To ensure that only the species involved in stoichiometric, complete combustion are considered, we also need to construct a new mixture object that only contains the fuel, oxygen, nitrogen, carbon dioxide, and water.

# Get all of the Species objects defined in the GRI 3.0 mechanism
species = {S.name: S for S in ct.Species.listFromFile('gri30.cti')}

# Create an IdealGas object with species representing complete combustion
complete_species = [species[S] for S in ('C2H6','O2','CO2','H2O','N2')]
gas = ct.Solution(thermo='IdealGas', species=complete_species)

gas.TP = to_si(temperature_in), to_si(pressure)
gas.set_equivalence_ratio(1.0, 'C2H6', 'O2:1, N2:3.76')
gas.equilibrate('HP')


# for comparing to the other solutions
num_moles = 2.0 + 3.0 + 13.167

print(f'Adiabatic flame temperature: {gas.T: .2f} K')

print('Moles of species at equilibrium:')
for sp, mole_fraction in zip(gas.species_names, gas.X):
    print(f'{sp:4}  {mole_fraction*num_moles: 5.3e}')
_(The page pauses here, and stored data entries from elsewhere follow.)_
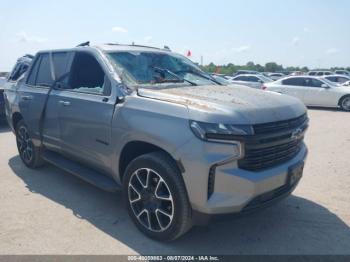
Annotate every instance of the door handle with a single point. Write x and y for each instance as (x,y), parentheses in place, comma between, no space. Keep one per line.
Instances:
(27,97)
(64,103)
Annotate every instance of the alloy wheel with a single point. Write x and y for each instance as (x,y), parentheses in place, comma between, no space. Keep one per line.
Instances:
(151,200)
(346,104)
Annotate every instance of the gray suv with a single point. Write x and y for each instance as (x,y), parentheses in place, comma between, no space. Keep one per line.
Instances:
(181,145)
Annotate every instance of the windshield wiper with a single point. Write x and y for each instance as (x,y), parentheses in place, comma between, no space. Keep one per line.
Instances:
(178,78)
(208,77)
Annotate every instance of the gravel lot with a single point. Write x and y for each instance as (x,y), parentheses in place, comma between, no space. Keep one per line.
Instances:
(48,211)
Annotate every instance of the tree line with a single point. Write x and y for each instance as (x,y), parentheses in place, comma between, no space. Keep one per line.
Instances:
(230,68)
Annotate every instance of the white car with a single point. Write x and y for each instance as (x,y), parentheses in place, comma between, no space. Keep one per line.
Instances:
(342,72)
(276,76)
(320,73)
(338,79)
(313,91)
(254,81)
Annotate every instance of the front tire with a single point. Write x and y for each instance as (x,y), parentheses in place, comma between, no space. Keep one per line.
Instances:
(30,154)
(156,197)
(345,103)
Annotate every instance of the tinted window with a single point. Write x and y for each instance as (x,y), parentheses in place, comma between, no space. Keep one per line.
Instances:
(252,79)
(87,75)
(18,71)
(342,79)
(44,77)
(311,82)
(240,78)
(293,81)
(60,63)
(33,72)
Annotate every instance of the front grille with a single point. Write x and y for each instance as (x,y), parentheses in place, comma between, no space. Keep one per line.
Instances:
(266,149)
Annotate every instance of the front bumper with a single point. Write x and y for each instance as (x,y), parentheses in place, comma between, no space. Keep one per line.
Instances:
(235,190)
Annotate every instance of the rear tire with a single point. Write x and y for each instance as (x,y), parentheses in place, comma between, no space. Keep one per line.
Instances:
(345,103)
(30,154)
(156,197)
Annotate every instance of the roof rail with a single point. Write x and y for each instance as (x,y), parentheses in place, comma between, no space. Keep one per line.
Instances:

Adiabatic flame temperature:  2379.85 K
Moles of species at equilibrium:
C2H6   2.304e-08
O2     8.065e-08
CO2    2.001e+00
H2O    3.001e+00
N2     1.317e+01

/tmp/ipykernel_4536/2098430063.py:2: DeprecationWarning: Static method 'listFromFile' is renamed to 'list_from_file'. The old name will be removed after Cantera 2.6.
  species = {S.name: S for S in ct.Species.listFromFile('gri30.cti')}

This result is extremely close to what we obtained previously; the temperature is slightly different due to the (very) small amounts of reactants still present at equilibrium.